European pear (Pyrus communis L. ‘Bartlett’)
Pear (Pyrus) is one of the oldest temperate tree fruit crops, having been grown since antiquity from both Europe to China. Chagné et al. [16] presented a draft assembly of the genome of European pear (Pyrus communis) ‘Bartlett’. The assembly was developed employing second generation sequencing technology (Roche 454), from single-end, 2 kb, and 7 kb insert paired-end reads using Newbler (version 2.7). It contains 142,083 scaffolds greater than 499 bases (maximum scaffold length of 1.2 Mb) and covers a total of 577.3 Mb, representing most of the expected 600 Mb Pyrus genome. Gene prediction using a combined ab initio prediction and homology searching approach yielded 43,419 putative gene models. The number of predicted genes is higher than for most plant species and, 30% greater than in the strawberry genome (34,809 gene models), as might be expected due to the Pyreae whole genome duplication. A total of 5,350 protein clusters was observed as conserved across all 13 species proteomes, with 14,348 predicted European pear proteins (33% of the 43,419 total predicted protein set). Only 82 protein clusters were not found in European pear compared with all other 12 species, a value less than the number of protein clusters absent from Chinese pear (298), apple (236), strawberry (192), Arabidopsis (246), potato (437), papaya (424), grape (502) and kiwifruit (558), however similar to that of sweet orange (85), clementine (34), tomato (53) and poplar (45). A total of 829,823 putative single nucleotide polymorphisms (SNPs) were detected. A total of 2,279 genetically mapped SNP markers anchor 171 Mb of the assembled genome. Analysis of the expansin gene family provided an example of the quality of the gene prediction and an insight into the relationships among one class of cell wall related genes that control fruit softening in both European pear and apple (Malus x domestica).

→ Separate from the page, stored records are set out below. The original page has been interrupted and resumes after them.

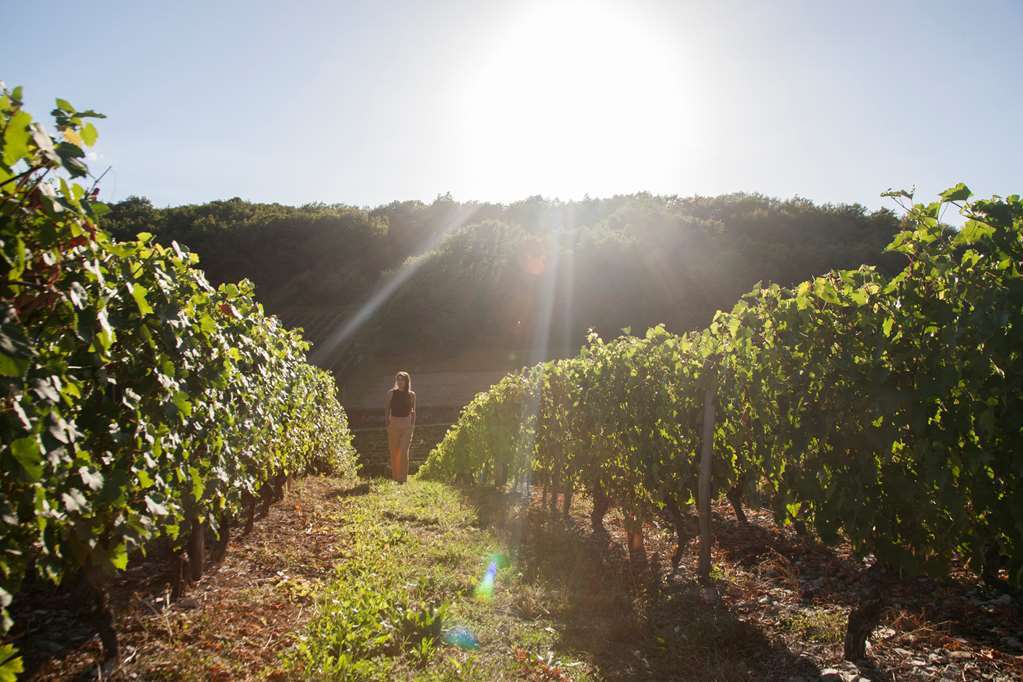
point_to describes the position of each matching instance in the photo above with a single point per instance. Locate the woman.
(400, 419)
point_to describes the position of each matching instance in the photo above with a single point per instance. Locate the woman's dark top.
(401, 403)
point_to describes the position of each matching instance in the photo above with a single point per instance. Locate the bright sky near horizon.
(367, 102)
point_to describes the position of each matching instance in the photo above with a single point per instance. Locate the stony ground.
(426, 581)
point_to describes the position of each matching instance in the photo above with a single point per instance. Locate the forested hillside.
(485, 274)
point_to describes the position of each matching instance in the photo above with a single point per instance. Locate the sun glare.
(573, 98)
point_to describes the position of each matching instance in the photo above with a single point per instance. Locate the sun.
(574, 97)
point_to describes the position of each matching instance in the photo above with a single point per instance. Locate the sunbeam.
(325, 349)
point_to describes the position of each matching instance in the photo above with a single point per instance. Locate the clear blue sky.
(367, 102)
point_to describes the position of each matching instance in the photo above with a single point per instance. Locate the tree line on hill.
(502, 276)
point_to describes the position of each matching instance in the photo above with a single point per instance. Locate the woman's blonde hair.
(397, 381)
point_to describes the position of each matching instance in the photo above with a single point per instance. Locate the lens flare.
(485, 589)
(461, 637)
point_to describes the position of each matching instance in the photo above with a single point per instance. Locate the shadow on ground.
(623, 617)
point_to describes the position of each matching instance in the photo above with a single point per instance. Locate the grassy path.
(415, 570)
(375, 581)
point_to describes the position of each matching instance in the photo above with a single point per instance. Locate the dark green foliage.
(885, 411)
(487, 274)
(138, 401)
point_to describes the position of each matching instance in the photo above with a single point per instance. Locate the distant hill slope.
(521, 280)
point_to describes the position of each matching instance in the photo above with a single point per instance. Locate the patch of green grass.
(817, 625)
(413, 559)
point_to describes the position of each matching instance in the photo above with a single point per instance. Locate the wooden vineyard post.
(704, 484)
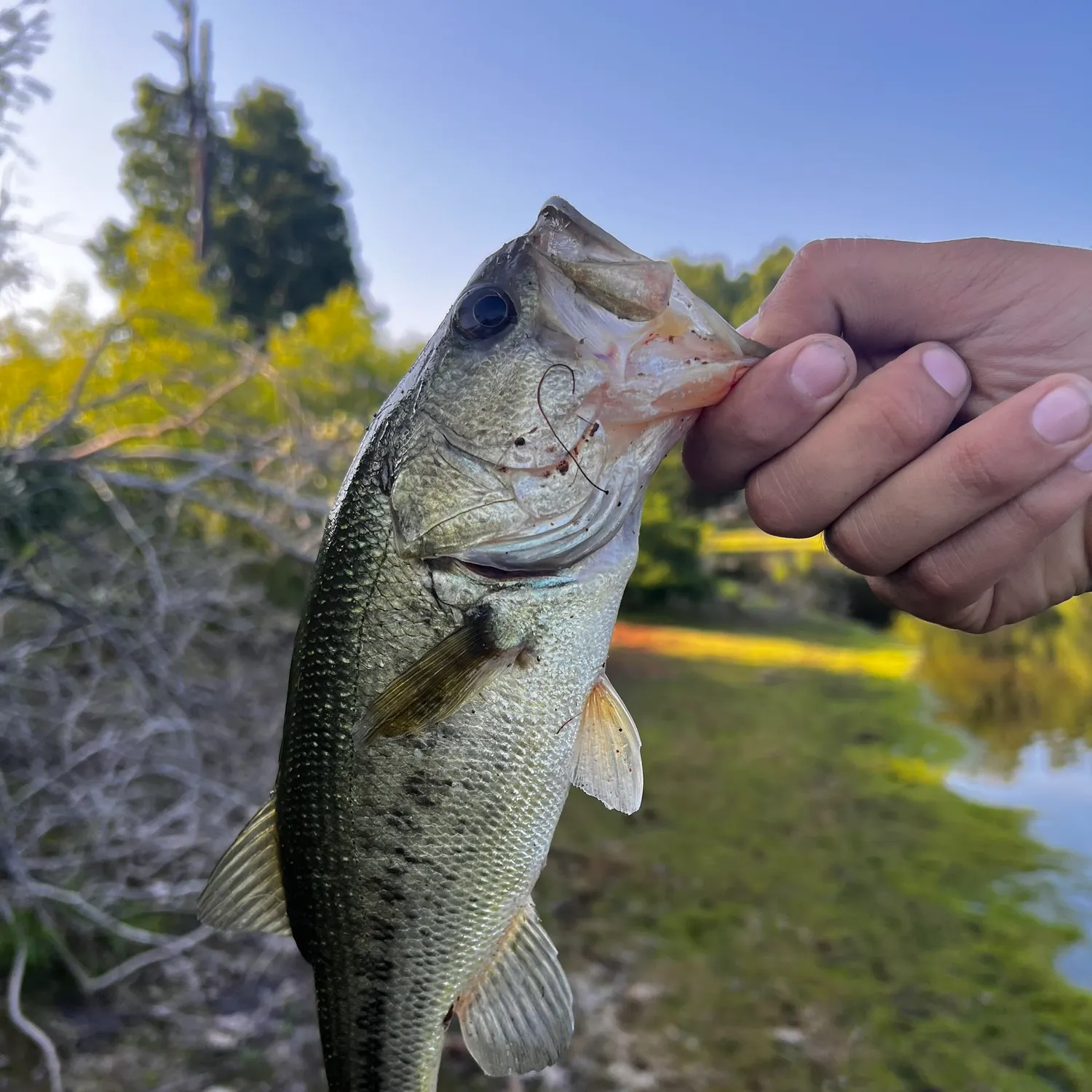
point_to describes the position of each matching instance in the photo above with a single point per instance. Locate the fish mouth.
(668, 352)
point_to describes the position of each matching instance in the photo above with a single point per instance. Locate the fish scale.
(448, 685)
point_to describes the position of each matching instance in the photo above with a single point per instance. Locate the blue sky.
(707, 128)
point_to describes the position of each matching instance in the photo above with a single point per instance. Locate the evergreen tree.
(277, 225)
(273, 237)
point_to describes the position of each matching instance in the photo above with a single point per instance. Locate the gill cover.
(533, 445)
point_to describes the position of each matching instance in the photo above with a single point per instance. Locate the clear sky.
(707, 128)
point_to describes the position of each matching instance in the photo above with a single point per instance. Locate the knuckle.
(934, 580)
(858, 543)
(976, 473)
(817, 257)
(778, 505)
(901, 419)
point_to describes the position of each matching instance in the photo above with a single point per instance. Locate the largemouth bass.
(448, 684)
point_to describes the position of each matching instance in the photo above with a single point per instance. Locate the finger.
(772, 406)
(986, 463)
(890, 419)
(954, 583)
(885, 295)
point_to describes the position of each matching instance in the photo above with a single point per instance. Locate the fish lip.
(561, 216)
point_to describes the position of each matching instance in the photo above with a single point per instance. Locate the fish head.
(566, 371)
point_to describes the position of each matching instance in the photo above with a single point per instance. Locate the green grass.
(797, 864)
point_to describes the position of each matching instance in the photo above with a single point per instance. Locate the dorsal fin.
(246, 890)
(517, 1017)
(607, 758)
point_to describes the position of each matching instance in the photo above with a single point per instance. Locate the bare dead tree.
(142, 668)
(194, 60)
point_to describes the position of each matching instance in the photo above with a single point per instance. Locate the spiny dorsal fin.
(246, 890)
(517, 1018)
(437, 685)
(607, 759)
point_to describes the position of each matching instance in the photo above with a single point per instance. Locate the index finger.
(885, 296)
(770, 408)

Mango (Mangifera indica L.)
Mango (Mangifera indica L.) is called “King of fruits” in India due to its sweetness, richness of taste, huge variability, large production volume and variety of end usage. It is a member of the family Anacardiaceae and is an allotetraploid (2n=40) fruit tree with small genome size of about 450 Mbp. Recently, first genomic draft assembly, a total of 412,728 (~432 Mbp) contigs were generated covering more than 95% of the genome. Total of 63,130 genes were predicted with an average gene length of 711 bp. Further, about 1,96,362 SSRs has been assembled in the draft [17].